EDITED (I realized that the question certainly needs a context)
The problem 1.1-5 in the book of Thomas Cormen et al Introduction to algorithms is:
"Come up with a real-world problem in which only the best solution will do. Then
come up with one in which a solution that is “approximately” the best is good
enough." I'm interested in its first statement. And (from my understanding) it is asked to name a real-world problem where only the exact solution will work as opposed to a real-world problem where good-enough solution will be ok.
So what is the difference between the exact and good enough solution. Consider some physics problem for example the simulation of the fulid flow in the permeable medium. To make this simulation happen some simplyfing assumptions have to be made when deriving a mathematical model. Otherwise the model becomes at least complex and unsolvable. Virtually any particle in the universe has its influence on the fluid flow. But not all particles are equal. Those that form the permeable medium are much more influental than the ones located light years away.
Then when the mathematical model needs to be solved an exact solution can rarely be found unless the mathematical model is simple enough (wich probably means the model isn't close to reality). We take an approximate numerical method and after hours of coding and days of verification come up with the program or algorithm which is a solution. And if the model and an algorithm give results close to a real problem by some degree that is good enough soultion.

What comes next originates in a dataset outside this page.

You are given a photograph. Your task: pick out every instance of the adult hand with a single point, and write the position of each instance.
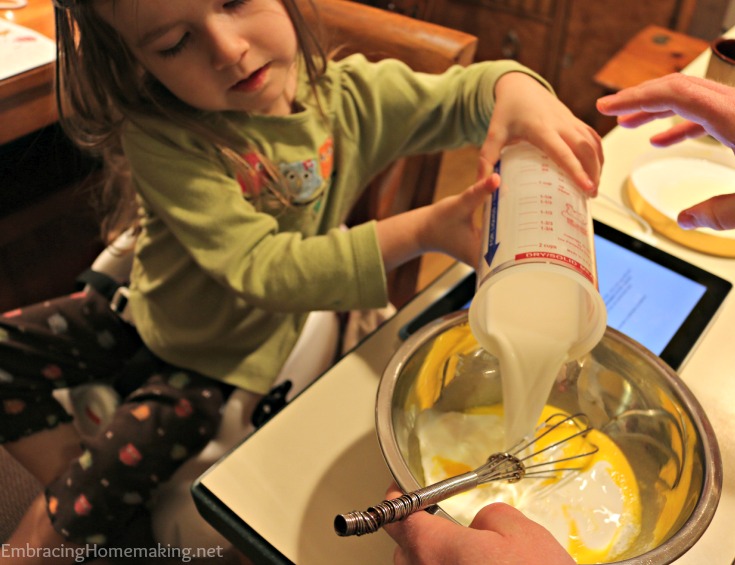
(526, 110)
(499, 534)
(708, 108)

Its worth noting the difference between exact solution algorithm and exact computation result. When considering real-world problems and real-world computation machines I believe all physical problems solutions where any calculations are taken can not be exact because universal physical constants are represented approximately in the computer. Any numbers are represented with the limited precision, at least limited by amount of memory available to computing machine.
I can imagine plenty of problems where good-enough, good to some degree solution will work, like train scheduling, automated trading, satellite orbit calculation, health care expert systems. In that cases exact solutions can't be derived due to constraints on computation time, limitations in computer memory or due to the nature of problems.
I googled this question and like what this guy suggests: there're kinds of mathematical problems that need exact solutions (little note here: because the question is taken from the book "Introduction to algorithms" the term "solution" means an algorithm or a program, which in this case gives exact answer on each input). But that's probably more of theoretical interest. So I would like to narrow down the question to:
What are the real-world practical problems where only the best (exact) solution algorithm or program will do (but not the good-enough solution)?
There are problems like breaking of cryptographic ciphers where only exact solution matters in practice and again in practice the process of deciphering without knowing a secret should take reasonable amount of time. Returning to the original question this is the problem where good-enough (fast-enough) solution will do there's no practical need in instant crack though it's desired. So the quality of "best" can be understood in any sense: exact, fastest, requiring least memory, having minimal possible network traffic etc.
And still I want this question to be theoretical if possible. In a sense that there may be example of computer X that has limited resource R of amount Y where the best solution to problem P is the one that takes not more than available Y for inputs of size N*Y. But that's the problem of finding solution for P on computer X which is... well, good enough.
My final thought that we live in a world where it is required from programming solutions to practical purposes to be good enough. In rare cases really very very good but still not the best ones. Isn't it? :) If it's not can you provide an example? Or can you name any such unsolved problem of practical interest?